Thanks for your answer! However we have tried that as well… Namely, the SHA256 hashes of each of the above hex-form hashes are the following – still all over the place rather than sharing the common first 9 bits:

2051d904e5b78878ca7d156b8c14df24d31fd973b1ce922b6d190138ed0cd7b7  (this is for 75b05d7...)
def2b884bc614c248c9f9e027458ed7491749ee0dbf4899dc49ab24464b92636  (this is for 60afcee...)
4fb60259957eced8057aab910f99b3921f98205171c4bd87b541a4ac08fa0b27  (etc.)
30965340f6d68c905d628b687ce9cf45ecd9128a97156711f73b75f4dcb57ccf
63cbda6c2d5f2b7ca0edef34d9473cb476919ddeb58c058e1bc0d5f693179606
e094aff41165fcc2206e64fee4f61b78ff8c56ccf56753863d1c815672a46e37
aa1b6eb15f0a05300337d1c367c41eb20dd3b031420c84ab1e3c863eb11beb2d
1ad2000c2501e9cf03eeb5d254341d67c866a040368892591573d1bf5f74a866
d04b000c7794ed61d164018fe9f7f8a0088ad55d4b5952af75fac0409702b6a7
a08300c5e10ee07dc6774a9537663c3c92f398130084fa6f022a7d22950d7edd
0ab6be7cc68642c47591d218b872a442636baef8e491fc89aca11ffae8489de2

Please note we are hashing the binary version of the original hashes, i.e., the byte arrays (in Python), not the string hex representation (which we tried too, just in case, but thankfully it was not the case :slight_smile: )
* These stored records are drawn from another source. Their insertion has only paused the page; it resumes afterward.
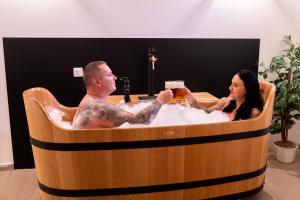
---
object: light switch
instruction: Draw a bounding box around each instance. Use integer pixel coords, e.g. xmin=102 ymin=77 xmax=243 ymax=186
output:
xmin=73 ymin=67 xmax=83 ymax=77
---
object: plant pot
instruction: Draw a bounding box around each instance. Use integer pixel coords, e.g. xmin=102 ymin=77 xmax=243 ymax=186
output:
xmin=273 ymin=143 xmax=298 ymax=163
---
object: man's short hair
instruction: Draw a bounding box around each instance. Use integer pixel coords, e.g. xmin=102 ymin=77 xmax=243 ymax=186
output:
xmin=83 ymin=61 xmax=106 ymax=88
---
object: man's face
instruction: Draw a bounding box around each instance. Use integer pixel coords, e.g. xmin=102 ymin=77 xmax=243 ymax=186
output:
xmin=99 ymin=64 xmax=117 ymax=94
xmin=229 ymin=74 xmax=246 ymax=99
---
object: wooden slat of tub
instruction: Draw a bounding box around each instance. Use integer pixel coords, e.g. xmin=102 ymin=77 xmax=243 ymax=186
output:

Our Python script to get the direct hex representations of the multihashes is the following:

import multihash
import hashlib
str = 'QmWG4PUzaBF8cfJ4SYgfyDJyeF4pny6BHKAHbBx737aTKQ'  # first multihash in original post
bytes = str.encode('utf-8')
mh = multihash.decode(bytes, 'base58')
print(mh.digest.hex())
# --> This prints '75b05d7d6944a7ecd646774643f7b7241597de2680d94a0dd21e80040f26df9b'

Our script to get the SHA256 versions is the following:

import multihash
import hashlib
str = 'QmWG4PUzaBF8cfJ4SYgfyDJyeF4pny6BHKAHbBx737aTKQ'
bytes = str.encode('utf-8')
mh = multihash.decode(bytes, 'base58')
sh = hashlib.sha256(mh.digest)
print(sh.digest().hex())
# --> This prints '2051d904e5b78878ca7d156b8c14df24d31fd973b1ce922b6d190138ed0cd7b7'

Thanks in advance!
-Spyros

Try hashing the multihash instead of the digest itself. As you can see in GitHub - multiformats/multihash: Self describing hashes - for future proofing there are a few bytes before the hash digest to describe the hash function and the digest length.

So instead of doing hashlib.sha256(mh.digest) hash the full bytes of the multihash (not sure how py-multihash deals with that).